La Corte d'Appello di Roma ha infatti scritto quanto segue: «Non sembra dubitabile che la perdita di un animale d'affezione, specie nel caso in cui il rapporto sia radicato da tempo, comporti un pregiudizio non soltanto alla sfera emotivo-interiore, ma sia suscettibile di modificare e alterare le abitudini di vista e gli assetti relazioni del danneggiato». Questa, la motivazione della sentenza attraverso la quale è stato condannato al risarcimento del danno morale e patrimoniale, un veterinario che, a causa della sua condotta professionalmente inadeguata, aveva causato la morte di un cane. Un classico caso dunque di malasanità veterinaria, un osso piantato nell'esofago, la mancanza di banali esami di routine, una diagnosi sbagliata e la conseguente morte del cane. Fino a oggi queste situazioni, purtroppo non così rare, vista la quasi totale assenza di regole nel campo della medicina veterinaria che si occupa di animali d'affezione, venivano troppo spesso trattate alla stregua della vendita di un chilo di mele marce. La magistratura però, per fortuna, sta cambiando atteggiamento.

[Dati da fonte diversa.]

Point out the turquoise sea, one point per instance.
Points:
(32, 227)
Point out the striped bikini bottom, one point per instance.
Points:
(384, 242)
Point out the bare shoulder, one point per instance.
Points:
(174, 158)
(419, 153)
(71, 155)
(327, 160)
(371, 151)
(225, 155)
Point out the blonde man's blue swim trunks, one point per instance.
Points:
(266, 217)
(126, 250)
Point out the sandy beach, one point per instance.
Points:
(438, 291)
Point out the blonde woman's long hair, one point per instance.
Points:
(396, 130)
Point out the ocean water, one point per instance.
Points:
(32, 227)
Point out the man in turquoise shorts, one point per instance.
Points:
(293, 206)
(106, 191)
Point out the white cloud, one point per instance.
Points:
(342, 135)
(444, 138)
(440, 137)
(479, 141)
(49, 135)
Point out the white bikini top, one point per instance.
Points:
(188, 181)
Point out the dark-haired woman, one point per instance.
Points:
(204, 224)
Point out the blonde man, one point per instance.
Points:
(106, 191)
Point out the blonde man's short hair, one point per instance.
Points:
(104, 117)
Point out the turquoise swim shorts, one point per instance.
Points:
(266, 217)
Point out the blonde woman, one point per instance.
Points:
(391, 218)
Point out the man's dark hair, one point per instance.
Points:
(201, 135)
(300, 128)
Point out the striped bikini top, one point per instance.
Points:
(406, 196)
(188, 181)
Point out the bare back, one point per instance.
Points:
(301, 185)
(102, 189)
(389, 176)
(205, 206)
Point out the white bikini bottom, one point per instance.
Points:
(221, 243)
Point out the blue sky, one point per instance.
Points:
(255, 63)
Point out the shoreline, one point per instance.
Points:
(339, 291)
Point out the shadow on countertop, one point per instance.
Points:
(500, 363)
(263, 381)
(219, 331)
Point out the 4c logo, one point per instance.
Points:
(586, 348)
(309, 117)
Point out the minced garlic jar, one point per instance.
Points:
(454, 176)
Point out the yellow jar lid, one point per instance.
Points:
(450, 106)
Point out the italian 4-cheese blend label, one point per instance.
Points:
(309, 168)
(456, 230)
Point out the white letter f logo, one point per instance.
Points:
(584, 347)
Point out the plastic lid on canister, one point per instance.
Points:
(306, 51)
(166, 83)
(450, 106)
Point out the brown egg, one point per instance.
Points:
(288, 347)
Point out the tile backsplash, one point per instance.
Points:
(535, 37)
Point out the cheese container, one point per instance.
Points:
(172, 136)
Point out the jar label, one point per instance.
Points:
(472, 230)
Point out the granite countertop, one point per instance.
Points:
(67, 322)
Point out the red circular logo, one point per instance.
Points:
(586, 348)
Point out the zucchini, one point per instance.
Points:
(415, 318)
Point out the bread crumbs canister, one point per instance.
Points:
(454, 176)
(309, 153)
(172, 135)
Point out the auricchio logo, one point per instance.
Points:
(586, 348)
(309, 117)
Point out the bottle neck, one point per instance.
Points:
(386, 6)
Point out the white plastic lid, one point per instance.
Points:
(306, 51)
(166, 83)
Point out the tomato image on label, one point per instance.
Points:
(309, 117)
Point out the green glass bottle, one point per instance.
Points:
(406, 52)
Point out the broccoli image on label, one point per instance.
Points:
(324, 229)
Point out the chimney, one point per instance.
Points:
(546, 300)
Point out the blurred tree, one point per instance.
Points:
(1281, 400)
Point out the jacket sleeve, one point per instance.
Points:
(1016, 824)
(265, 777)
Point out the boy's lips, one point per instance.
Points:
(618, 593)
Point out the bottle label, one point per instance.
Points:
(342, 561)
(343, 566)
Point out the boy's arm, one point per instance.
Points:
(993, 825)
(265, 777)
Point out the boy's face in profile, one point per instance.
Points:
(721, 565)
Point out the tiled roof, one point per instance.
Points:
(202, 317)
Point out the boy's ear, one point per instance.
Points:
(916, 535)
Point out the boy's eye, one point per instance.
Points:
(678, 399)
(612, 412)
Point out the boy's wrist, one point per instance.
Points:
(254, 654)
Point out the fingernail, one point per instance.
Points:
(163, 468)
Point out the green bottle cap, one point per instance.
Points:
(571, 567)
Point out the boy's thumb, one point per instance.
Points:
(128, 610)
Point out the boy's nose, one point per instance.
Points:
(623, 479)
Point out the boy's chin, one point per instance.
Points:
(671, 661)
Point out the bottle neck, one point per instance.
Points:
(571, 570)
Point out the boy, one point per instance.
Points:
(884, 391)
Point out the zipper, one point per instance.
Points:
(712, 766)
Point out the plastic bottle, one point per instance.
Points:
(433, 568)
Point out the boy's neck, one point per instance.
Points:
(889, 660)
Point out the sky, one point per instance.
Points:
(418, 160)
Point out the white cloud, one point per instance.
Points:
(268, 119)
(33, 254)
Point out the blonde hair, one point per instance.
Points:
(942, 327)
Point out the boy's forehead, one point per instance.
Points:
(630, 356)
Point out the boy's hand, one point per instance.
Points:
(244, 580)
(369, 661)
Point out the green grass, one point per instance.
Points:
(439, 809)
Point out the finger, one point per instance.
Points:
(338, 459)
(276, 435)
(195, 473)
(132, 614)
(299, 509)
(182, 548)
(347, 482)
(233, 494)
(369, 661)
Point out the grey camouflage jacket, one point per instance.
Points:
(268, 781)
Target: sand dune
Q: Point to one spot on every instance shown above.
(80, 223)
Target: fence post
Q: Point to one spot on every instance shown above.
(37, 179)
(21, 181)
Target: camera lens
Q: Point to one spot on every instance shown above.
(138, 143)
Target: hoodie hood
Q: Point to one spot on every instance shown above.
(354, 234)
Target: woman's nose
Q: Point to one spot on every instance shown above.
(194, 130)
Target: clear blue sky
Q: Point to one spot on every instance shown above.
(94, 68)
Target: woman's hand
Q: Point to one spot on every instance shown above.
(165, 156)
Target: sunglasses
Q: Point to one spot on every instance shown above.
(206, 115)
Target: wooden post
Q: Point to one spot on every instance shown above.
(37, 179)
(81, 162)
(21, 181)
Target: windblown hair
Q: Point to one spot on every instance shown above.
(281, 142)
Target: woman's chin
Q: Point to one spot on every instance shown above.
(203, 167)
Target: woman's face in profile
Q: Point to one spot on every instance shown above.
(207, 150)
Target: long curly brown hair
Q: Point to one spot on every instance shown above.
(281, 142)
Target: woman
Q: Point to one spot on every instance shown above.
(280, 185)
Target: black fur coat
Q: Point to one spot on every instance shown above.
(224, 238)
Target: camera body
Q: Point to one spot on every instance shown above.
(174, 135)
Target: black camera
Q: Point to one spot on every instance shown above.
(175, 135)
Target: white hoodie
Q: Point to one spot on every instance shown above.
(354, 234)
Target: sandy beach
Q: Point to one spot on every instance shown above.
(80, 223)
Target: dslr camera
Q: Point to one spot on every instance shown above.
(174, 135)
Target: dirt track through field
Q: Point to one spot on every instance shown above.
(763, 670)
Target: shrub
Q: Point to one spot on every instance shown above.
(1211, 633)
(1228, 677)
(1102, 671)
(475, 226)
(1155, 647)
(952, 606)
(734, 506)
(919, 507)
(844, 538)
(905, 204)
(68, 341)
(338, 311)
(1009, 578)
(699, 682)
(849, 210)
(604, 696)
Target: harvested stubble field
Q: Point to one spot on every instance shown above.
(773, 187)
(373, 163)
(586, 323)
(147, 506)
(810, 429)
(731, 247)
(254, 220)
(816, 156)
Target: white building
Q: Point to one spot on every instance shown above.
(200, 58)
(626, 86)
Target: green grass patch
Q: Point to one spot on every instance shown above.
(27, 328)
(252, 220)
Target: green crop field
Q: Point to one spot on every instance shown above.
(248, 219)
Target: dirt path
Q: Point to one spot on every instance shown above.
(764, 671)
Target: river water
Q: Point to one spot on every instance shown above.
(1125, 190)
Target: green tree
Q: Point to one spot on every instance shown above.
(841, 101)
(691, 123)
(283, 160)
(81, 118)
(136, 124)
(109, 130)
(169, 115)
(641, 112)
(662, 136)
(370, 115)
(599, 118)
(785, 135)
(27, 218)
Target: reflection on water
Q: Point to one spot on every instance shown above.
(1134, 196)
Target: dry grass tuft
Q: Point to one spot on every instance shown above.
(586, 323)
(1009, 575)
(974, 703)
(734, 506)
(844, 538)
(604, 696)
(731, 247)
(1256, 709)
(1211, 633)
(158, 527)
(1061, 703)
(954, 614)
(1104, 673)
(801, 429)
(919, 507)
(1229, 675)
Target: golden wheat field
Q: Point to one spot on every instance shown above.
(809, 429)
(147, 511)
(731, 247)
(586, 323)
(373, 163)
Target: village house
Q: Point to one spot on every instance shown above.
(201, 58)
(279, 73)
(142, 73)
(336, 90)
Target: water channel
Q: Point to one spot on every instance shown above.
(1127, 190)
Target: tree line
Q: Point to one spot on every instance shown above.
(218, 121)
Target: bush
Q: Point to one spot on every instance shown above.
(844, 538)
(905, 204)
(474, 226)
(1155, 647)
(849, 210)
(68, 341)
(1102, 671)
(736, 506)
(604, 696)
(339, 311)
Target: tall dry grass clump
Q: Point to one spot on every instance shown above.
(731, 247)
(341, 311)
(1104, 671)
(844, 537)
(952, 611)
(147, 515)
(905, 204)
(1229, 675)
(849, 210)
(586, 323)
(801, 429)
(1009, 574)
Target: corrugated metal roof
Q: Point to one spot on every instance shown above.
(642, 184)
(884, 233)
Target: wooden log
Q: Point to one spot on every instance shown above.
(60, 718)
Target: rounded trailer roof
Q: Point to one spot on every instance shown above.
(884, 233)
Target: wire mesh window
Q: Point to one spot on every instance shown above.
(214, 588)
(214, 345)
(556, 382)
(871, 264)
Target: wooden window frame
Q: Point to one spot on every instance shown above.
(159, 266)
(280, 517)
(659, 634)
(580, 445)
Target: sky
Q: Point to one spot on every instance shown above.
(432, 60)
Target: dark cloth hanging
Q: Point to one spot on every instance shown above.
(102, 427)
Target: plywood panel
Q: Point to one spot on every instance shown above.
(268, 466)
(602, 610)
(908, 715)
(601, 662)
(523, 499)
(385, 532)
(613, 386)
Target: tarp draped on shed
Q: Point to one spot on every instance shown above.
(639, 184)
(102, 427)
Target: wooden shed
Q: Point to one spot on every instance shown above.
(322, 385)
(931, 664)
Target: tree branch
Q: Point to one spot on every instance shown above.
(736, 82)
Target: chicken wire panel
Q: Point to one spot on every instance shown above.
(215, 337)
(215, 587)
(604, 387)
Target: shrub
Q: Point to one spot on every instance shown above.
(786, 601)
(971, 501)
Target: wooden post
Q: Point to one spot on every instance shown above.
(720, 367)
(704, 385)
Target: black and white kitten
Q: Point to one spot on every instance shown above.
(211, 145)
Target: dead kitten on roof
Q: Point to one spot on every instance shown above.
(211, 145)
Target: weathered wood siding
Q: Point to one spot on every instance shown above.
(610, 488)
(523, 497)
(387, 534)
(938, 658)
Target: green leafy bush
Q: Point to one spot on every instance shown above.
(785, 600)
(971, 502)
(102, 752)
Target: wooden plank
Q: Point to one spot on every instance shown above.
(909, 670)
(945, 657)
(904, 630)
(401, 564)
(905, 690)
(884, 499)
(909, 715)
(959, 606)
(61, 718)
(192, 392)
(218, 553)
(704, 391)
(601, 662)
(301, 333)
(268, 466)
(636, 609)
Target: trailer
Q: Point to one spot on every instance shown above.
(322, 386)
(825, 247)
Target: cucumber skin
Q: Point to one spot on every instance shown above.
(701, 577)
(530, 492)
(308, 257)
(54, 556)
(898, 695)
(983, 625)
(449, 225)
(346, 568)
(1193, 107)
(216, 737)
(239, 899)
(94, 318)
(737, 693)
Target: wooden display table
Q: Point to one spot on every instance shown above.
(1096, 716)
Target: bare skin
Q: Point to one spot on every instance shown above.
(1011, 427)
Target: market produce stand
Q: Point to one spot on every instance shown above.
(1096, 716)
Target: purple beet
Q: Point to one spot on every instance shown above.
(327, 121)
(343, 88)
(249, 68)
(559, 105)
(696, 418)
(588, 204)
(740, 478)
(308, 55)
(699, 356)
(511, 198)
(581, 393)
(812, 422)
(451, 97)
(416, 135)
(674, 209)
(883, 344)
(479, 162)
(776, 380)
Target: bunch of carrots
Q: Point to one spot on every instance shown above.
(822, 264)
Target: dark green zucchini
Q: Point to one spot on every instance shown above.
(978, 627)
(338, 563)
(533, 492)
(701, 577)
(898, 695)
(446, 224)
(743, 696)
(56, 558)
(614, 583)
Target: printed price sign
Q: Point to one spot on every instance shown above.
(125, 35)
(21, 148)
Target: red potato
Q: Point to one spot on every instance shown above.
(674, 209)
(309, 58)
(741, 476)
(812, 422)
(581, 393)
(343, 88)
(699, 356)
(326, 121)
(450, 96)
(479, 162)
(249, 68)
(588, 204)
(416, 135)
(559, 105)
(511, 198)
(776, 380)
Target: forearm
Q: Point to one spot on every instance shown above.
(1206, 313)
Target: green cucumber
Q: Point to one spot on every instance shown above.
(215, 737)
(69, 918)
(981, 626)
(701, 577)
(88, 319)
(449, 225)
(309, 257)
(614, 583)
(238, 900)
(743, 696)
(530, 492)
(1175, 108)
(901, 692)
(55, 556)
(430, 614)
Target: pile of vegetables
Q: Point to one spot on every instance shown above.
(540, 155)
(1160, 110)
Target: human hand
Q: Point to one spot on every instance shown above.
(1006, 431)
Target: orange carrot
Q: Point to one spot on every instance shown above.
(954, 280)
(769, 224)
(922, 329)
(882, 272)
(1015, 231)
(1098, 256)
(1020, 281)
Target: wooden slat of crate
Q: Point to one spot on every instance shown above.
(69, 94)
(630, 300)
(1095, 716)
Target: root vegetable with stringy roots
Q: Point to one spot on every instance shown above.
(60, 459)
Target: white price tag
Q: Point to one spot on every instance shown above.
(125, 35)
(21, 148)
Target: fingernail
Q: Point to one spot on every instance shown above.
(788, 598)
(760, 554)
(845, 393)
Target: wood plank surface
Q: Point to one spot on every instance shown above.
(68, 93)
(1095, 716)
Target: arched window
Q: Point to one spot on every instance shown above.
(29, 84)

Facciamo un piccolo tuffo nel passato. Siamo a Siena dove tra Caterina B., una signora matura, e il suo cucciolo di Yorkshire s'instaura un rapporto che va ben oltre l'affetto per un cane. La donna, che vive sola, passa la maggior parte della giornata con il suo «Yorky» e, grazie a lui, ritrova una voglia di vivere, persa per recenti gravi traversie. La storia tra i due purtroppo s'interrompe nel '97, quando lo Yorkshire viene aggredito da un Pastore Tedesco e resta ucciso. Caterina ricade in un grave stato di depressione e, una volta ripresa un po' di energia, si rivolge al giudice di pace, chiedendo un risarcimento per danni morali alla proprietaria del cane aggressore. Per il magistrato la morte dell'animale ha provocato alla signora «un danno alla sua personalità: la riduzione della capacità e della qualità di vita, tanto da essersi dovuta sottoporre a terapia psicologica». La padrona del Pastore Tedesco, viene così condannata al risarcimento dei danni morali per la somma di un milione e mezzo di lire. Il ricorso in Cassazione non vale ad annullare la sentenza, anzi, la suprema corte conferma, con sentenza del 3 agosto 2001, il giudizio a favore del risarcimento dei danni esistenziali.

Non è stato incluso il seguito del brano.